Which is More Successful in Smoking Cessation Programs: Rewards or Penalties?
A study that asked this very question, conducted by Dr. Scott Halpern, deputy director of the Center for Health Incentives and Behavioral Economics at the University of Pennsylvania School of Medicine, found “many more people agreed to sign up for the reward program, but once they were in it, only a small share actually quit smoking. A far smaller number agreed to risk the penalty, but those who did were twice as likely to quit.”
Researchers assigned a large group of CVS employees, their relatives and friends to different smoking cessation programs. The team used “theories about human decision making that have been developed in psychology and economics departments over several decades and put them into practice with more than 2,500 people.”

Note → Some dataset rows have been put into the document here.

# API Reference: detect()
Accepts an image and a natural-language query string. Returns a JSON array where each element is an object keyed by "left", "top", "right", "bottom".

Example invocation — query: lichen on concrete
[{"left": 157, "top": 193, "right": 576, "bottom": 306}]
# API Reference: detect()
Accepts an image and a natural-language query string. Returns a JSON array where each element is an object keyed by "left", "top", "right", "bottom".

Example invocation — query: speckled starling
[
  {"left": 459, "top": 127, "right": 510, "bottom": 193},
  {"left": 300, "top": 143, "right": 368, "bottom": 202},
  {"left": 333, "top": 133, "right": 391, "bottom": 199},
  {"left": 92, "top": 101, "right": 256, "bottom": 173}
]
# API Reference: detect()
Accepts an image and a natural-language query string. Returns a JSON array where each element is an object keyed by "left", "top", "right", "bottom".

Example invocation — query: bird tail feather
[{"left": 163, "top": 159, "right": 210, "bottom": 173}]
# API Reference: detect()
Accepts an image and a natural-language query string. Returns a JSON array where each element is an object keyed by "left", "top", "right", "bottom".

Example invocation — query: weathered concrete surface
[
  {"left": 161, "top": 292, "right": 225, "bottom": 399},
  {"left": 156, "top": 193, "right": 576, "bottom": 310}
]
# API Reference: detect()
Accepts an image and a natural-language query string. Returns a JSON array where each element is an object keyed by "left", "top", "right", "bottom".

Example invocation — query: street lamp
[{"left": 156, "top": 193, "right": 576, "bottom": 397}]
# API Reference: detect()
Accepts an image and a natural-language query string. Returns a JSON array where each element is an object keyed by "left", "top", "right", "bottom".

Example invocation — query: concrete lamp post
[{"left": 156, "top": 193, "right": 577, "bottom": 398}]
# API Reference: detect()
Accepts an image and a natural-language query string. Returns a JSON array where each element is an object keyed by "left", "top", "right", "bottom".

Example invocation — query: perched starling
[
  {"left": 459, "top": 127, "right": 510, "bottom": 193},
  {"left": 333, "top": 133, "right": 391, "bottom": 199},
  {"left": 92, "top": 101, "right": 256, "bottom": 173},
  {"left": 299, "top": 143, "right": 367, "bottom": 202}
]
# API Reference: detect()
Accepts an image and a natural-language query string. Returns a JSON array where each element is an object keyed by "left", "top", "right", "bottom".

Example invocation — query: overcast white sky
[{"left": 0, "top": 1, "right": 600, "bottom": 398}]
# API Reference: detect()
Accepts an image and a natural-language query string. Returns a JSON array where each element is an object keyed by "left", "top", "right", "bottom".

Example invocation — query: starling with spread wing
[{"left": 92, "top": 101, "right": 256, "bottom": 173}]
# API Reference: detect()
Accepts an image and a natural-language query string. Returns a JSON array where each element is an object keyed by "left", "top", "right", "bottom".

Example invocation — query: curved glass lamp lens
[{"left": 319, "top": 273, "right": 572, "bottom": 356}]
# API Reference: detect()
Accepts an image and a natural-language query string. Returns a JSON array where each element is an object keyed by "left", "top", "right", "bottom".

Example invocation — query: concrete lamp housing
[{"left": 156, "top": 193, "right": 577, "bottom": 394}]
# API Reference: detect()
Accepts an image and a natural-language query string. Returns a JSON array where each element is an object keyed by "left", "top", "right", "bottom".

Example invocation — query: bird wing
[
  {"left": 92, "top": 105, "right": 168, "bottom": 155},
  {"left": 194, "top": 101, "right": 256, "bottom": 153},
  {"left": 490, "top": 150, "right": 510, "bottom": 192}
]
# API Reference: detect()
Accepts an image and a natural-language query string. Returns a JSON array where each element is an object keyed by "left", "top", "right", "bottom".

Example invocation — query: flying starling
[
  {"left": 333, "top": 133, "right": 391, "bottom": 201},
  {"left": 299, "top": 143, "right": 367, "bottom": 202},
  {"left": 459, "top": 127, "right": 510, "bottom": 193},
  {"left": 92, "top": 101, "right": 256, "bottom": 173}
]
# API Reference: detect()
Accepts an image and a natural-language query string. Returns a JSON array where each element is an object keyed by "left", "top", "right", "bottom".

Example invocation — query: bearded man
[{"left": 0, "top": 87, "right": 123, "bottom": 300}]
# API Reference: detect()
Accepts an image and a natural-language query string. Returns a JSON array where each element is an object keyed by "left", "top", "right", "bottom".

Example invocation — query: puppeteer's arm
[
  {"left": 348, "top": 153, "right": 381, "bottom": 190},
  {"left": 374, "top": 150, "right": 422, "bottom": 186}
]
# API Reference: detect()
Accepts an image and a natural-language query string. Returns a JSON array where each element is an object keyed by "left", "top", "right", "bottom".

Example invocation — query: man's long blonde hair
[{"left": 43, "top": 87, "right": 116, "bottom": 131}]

Findings indicated that offering incentives was far more effective in smoking cessation than the traditional approach of giving free smoking cessation help, such as “counseling or nicotine replacement therapy like gum, medication or patches.” The research team also found that requiring a $150 deposit that would be lost if the person failed to quit smoking cigarettes for six months nearly doubled the chances of success.
At the study’s conclusion, “more than 80 percent of smokers in the most popular pure rewards group were still smoking at the end of the study. Even so, researchers say, their success rate was far greater than for those who got the traditional treatment.” This result signaled to researchers that there could be “substantial public health benefits in offering financial incentives.”